Sunday, April 17, 2011

"I can just as well pray in the forest, in the freedom of nature."

"But against that could then rightly be voiced the objection that is always to be heard:  I can just as well pray in the forest, in the freedom of nature.  Certainly, anyone can.  But if it were only a matter of that, then the initiative in prayer would lie entirely with us; then God would be a mental hypothesiswhether he answers, whether he can answer or wants to, would remain open.  The Eucharist means, God has answered:  The Eucharist is God as an answer, as an answering presence.  Now the initiative no longer lies with us, in the God-man relationship, but with him, and it now becomes really serious.  That is why, in the sphere of eucharistic adoration, prayer attains a new level; now it is two-way, and so now it really is a serious business.  Indeed, it is now not just two-way, but all-inclusive:  whenever we pray in the eucharistic presence, we are never alone.  Then the whole of the Church, which celebrates the Eucharist, is praying with us.  Then we are praying within the sphere of God's gracious hearing, because we are praying within the sphere of death and resurrection, that is, where the real petition in all our petitions has been heard:  the petition for the victory over death; the petition for the love that is stronger than death."

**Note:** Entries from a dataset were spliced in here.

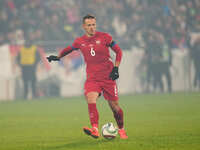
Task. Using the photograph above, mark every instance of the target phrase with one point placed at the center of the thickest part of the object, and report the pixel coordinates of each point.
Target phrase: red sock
(93, 114)
(119, 118)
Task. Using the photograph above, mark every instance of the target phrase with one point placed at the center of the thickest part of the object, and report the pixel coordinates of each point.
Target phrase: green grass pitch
(153, 122)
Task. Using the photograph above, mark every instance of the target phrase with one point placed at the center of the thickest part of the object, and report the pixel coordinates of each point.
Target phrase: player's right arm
(64, 52)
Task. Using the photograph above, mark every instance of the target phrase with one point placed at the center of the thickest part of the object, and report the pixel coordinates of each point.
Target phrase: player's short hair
(88, 16)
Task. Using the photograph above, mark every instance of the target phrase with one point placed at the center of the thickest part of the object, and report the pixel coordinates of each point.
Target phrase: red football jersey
(96, 54)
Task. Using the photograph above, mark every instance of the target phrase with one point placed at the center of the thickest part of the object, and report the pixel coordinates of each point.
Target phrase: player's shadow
(79, 144)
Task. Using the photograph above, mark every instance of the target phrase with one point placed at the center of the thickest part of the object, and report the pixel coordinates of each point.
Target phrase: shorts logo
(115, 90)
(98, 42)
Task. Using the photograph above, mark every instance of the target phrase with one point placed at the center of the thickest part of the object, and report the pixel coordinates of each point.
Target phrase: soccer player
(101, 72)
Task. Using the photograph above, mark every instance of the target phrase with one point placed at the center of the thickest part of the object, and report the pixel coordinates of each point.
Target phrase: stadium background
(154, 120)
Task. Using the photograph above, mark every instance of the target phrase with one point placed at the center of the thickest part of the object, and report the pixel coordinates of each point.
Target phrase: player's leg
(119, 117)
(111, 95)
(92, 91)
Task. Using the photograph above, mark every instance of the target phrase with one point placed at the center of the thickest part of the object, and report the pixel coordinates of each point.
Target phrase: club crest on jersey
(98, 42)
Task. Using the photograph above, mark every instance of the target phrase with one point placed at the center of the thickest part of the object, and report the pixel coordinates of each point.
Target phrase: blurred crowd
(60, 21)
(156, 26)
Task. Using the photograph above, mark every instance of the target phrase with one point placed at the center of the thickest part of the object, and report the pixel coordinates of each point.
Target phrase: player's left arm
(115, 47)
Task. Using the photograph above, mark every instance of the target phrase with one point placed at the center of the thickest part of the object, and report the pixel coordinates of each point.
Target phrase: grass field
(153, 122)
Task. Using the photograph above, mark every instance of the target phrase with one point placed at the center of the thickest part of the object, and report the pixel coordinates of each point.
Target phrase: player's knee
(91, 97)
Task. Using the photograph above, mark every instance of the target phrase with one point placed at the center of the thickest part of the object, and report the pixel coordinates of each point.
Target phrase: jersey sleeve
(69, 49)
(108, 39)
(76, 44)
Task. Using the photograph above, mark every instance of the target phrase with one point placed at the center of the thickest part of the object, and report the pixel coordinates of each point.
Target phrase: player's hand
(53, 58)
(114, 74)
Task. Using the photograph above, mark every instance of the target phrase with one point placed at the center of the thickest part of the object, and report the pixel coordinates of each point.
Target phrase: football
(109, 131)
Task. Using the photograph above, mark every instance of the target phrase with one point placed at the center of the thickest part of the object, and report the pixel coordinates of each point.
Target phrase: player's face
(90, 27)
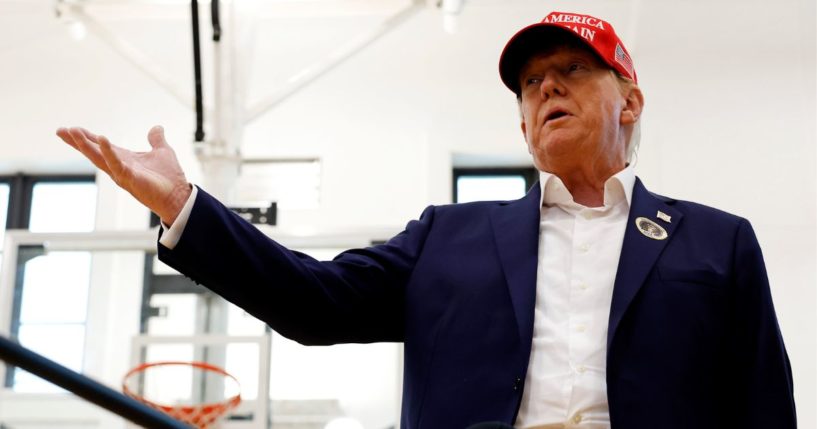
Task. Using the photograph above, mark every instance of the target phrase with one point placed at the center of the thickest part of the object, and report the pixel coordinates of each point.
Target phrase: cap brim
(526, 42)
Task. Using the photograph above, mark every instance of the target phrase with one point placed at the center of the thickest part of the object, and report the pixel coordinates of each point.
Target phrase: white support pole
(129, 52)
(335, 58)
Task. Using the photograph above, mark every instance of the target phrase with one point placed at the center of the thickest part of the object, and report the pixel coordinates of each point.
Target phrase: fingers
(156, 137)
(77, 140)
(112, 158)
(66, 137)
(89, 135)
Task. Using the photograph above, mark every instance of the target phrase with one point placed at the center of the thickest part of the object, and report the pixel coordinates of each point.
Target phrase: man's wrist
(176, 202)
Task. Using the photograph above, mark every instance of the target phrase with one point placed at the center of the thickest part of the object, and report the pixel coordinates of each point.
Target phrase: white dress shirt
(579, 249)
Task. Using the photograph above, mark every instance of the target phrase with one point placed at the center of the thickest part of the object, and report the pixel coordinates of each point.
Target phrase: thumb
(156, 137)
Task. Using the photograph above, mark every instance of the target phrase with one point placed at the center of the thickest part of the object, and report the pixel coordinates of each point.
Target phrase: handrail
(86, 388)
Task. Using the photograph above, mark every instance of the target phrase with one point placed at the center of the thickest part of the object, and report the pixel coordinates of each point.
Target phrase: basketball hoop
(201, 415)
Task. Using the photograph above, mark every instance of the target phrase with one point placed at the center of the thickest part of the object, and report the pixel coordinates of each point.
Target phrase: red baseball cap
(595, 33)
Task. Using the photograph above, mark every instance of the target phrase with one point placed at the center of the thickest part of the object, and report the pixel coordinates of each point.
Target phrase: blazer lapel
(516, 233)
(639, 252)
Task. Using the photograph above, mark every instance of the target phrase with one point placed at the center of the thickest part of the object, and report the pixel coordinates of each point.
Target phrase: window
(4, 206)
(484, 184)
(51, 290)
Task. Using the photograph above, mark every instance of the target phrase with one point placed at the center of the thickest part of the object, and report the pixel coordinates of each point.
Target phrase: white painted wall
(729, 119)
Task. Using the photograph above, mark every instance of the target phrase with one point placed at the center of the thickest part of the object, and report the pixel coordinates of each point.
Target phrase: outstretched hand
(154, 178)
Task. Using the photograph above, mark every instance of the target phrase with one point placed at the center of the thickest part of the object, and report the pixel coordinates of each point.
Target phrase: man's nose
(551, 86)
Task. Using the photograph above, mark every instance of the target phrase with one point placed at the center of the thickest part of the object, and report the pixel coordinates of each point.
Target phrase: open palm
(155, 178)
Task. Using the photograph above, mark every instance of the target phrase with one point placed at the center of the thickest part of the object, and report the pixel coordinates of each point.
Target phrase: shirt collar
(616, 188)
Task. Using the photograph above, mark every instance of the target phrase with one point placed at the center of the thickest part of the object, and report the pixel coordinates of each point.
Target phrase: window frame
(18, 216)
(529, 174)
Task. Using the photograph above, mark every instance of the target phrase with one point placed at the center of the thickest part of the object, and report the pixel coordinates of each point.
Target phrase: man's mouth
(556, 114)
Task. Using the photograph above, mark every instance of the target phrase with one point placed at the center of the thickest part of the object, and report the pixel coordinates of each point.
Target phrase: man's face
(575, 112)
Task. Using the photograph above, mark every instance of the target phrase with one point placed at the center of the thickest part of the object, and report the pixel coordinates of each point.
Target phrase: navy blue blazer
(693, 340)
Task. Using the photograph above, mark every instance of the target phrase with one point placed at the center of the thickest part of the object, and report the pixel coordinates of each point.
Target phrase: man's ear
(633, 104)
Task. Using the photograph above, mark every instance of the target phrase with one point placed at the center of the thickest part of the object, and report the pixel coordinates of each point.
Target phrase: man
(589, 303)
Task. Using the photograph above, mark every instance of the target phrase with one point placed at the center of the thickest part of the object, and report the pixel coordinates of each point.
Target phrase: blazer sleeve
(764, 369)
(358, 297)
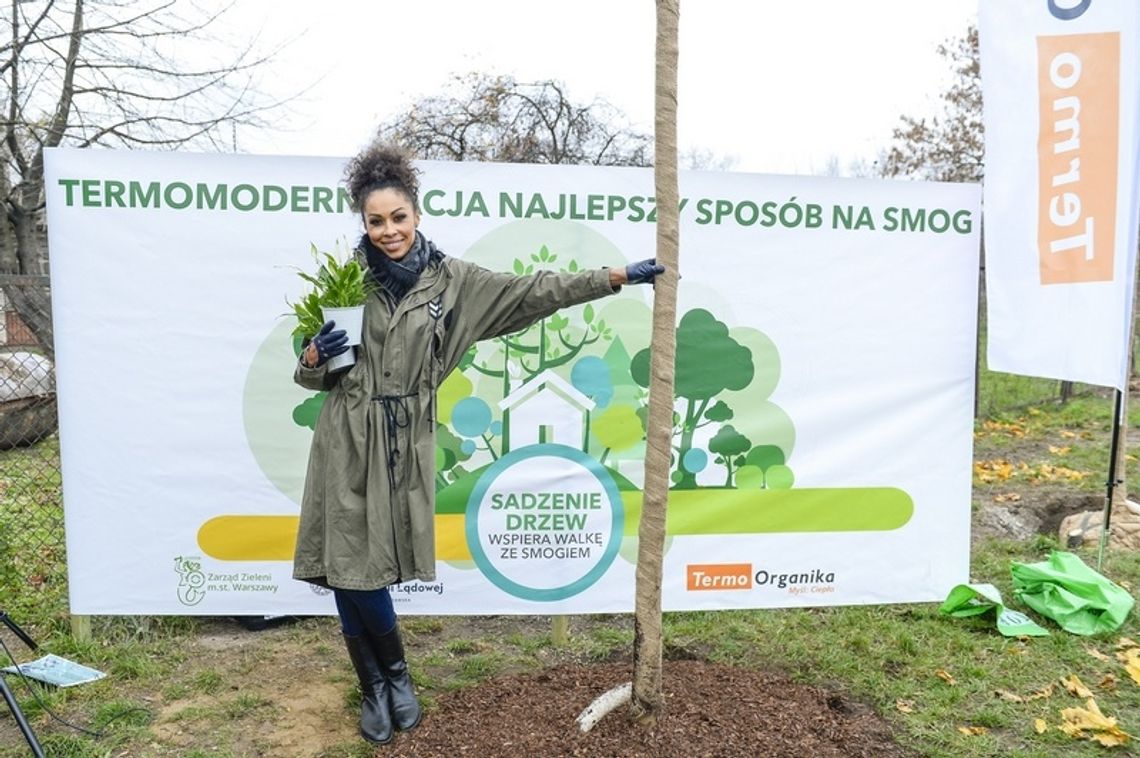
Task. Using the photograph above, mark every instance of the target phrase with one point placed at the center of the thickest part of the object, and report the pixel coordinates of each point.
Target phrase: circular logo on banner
(544, 522)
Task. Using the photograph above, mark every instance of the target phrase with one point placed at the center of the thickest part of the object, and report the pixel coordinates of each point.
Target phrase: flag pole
(1113, 480)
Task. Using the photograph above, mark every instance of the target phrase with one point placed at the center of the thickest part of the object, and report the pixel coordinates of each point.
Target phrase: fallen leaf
(1012, 697)
(1096, 653)
(1089, 723)
(1131, 660)
(1076, 686)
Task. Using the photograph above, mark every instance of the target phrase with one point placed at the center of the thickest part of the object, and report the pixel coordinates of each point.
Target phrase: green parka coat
(367, 514)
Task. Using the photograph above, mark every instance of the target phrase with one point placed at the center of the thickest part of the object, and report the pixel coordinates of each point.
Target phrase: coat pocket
(433, 372)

Joseph Cardinal Ratzinger, "The presence of the Lord in the sacrament" (1978), in God is near us:  the Eucharist, the heart of life, ed. Stephan Otto Horn and Vinzenz Pfnür, trans. Henry Taylor (San Francisco, CA:  Ignatius Press, 2003), 90-91 (74-93).  This goes to the heart of all authentically Christian prayer.  All prayer, insofar as it is Christian, is built on the confidence that "God has answered," and the Real Presence is the most concretely sacramental form of "God as answer" that we have in this life.